The growing popularity of location-enabled tracking devices has triggered a new sense of interest and enthusiasm for creating appropriate datasets or databases, and new approaches for carrying out data analytics. Demand and need for developing capabilities for tracking collective motion-related activities for objects--in isolation, as well as in groups or clusters--are on the rise. This paper showcases new approaches for analyzing trajectories of such temporally constrained clusters from different types of datasets.
One of the notable highlights of the work is the development of a new novel indexing structure, ReTraTree, designed to include an efficient indexing scheme for representing large dynamic moving object databases (MODs). The structure is designed with four levels of hierarchy. Two upper levels operate on the temporal dimension of data, while the third level engages the spatiotemporal dimension. The fourth level contains the actual archived data. The first three levels reside in primary memory and the fourth one in secondary memory. The description is rich with illustrations revealing the semantics of the architecture of the data structure.
The other major highlight is the introduction of a new QuT-Clustering algorithm that can be applied to the ReTraTree data structure.
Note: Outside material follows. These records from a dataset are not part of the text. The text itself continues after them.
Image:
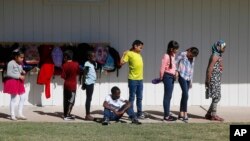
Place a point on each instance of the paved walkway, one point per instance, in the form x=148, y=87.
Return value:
x=154, y=113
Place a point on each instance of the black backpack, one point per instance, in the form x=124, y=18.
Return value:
x=113, y=61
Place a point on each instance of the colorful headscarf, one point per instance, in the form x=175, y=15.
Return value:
x=217, y=47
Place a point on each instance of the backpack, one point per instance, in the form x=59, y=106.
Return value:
x=57, y=56
x=113, y=61
x=31, y=54
x=101, y=52
x=80, y=53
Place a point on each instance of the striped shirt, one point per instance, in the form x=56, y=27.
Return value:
x=184, y=66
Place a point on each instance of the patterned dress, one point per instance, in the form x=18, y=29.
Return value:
x=215, y=82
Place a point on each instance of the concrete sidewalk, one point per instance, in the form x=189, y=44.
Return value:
x=154, y=114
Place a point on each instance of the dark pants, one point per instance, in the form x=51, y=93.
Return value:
x=184, y=98
x=68, y=101
x=168, y=81
x=89, y=93
x=135, y=89
x=112, y=116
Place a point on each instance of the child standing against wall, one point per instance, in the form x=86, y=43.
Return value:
x=135, y=78
x=185, y=69
x=89, y=81
x=213, y=79
x=168, y=75
x=70, y=70
x=14, y=84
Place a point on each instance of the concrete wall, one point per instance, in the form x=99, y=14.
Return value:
x=191, y=22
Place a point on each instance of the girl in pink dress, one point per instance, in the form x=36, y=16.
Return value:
x=14, y=84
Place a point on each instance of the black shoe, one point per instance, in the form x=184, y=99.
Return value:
x=169, y=118
x=180, y=117
x=185, y=118
x=136, y=121
x=105, y=121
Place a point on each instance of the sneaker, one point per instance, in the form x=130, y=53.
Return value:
x=68, y=118
x=89, y=117
x=141, y=116
x=185, y=118
x=73, y=116
x=13, y=118
x=208, y=116
x=105, y=121
x=180, y=117
x=169, y=118
x=21, y=117
x=136, y=121
x=217, y=118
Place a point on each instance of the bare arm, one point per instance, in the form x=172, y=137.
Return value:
x=122, y=62
x=210, y=66
x=107, y=106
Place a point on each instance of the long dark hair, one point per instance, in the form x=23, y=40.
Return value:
x=172, y=45
x=194, y=51
x=136, y=43
x=16, y=53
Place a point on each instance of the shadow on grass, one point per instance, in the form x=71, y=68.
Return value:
x=3, y=115
x=190, y=115
x=157, y=113
x=55, y=114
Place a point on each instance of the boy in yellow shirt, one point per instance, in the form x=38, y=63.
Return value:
x=135, y=77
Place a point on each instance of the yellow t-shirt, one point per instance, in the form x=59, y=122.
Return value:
x=135, y=65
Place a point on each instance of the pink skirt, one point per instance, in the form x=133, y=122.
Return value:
x=13, y=86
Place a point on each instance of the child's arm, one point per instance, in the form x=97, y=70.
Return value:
x=11, y=72
x=107, y=106
x=210, y=66
x=124, y=58
x=163, y=66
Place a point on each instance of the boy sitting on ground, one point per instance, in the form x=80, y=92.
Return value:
x=115, y=106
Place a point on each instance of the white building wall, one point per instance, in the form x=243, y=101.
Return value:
x=155, y=22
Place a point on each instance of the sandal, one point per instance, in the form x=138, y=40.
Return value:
x=217, y=118
x=169, y=118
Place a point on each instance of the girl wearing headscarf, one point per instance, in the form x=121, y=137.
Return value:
x=213, y=79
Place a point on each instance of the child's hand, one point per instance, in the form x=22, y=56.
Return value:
x=22, y=77
x=23, y=72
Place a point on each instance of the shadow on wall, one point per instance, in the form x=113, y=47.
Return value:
x=35, y=92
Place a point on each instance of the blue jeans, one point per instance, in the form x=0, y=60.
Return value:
x=112, y=116
x=135, y=89
x=168, y=81
x=184, y=98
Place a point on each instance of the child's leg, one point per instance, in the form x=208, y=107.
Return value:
x=13, y=100
x=71, y=103
x=89, y=93
x=21, y=103
x=213, y=107
x=66, y=95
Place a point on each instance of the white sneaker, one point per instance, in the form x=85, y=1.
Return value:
x=13, y=118
x=21, y=117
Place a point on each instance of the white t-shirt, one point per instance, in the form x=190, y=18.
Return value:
x=116, y=104
x=91, y=75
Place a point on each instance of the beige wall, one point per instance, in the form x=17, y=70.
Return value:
x=155, y=22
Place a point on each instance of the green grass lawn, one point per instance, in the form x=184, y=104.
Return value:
x=27, y=131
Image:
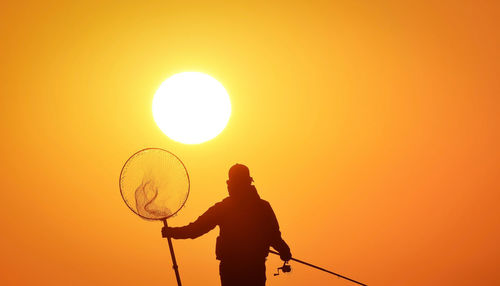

The discovery of clusters having the longest pattern is made feasible through a combination of merge and append operations applied to the query results. The authors claim this to be a simple (and unique) approach for identification of clusters. Experiments were carried out over both synthetic MOD (SMOD) and real datasets (IMIS and GeoLife). Experimental evaluation was done by creating a bundle of queries over randomly selected time windows and executing them in random sequence. The performance of the new approach scaled better over rival approaches.
By providing an outline of the algorithm, and complexity analysis of the entire framework that includes the new algorithm, the work is sure to catch the interest of researchers working on similar temporally constrained datasets.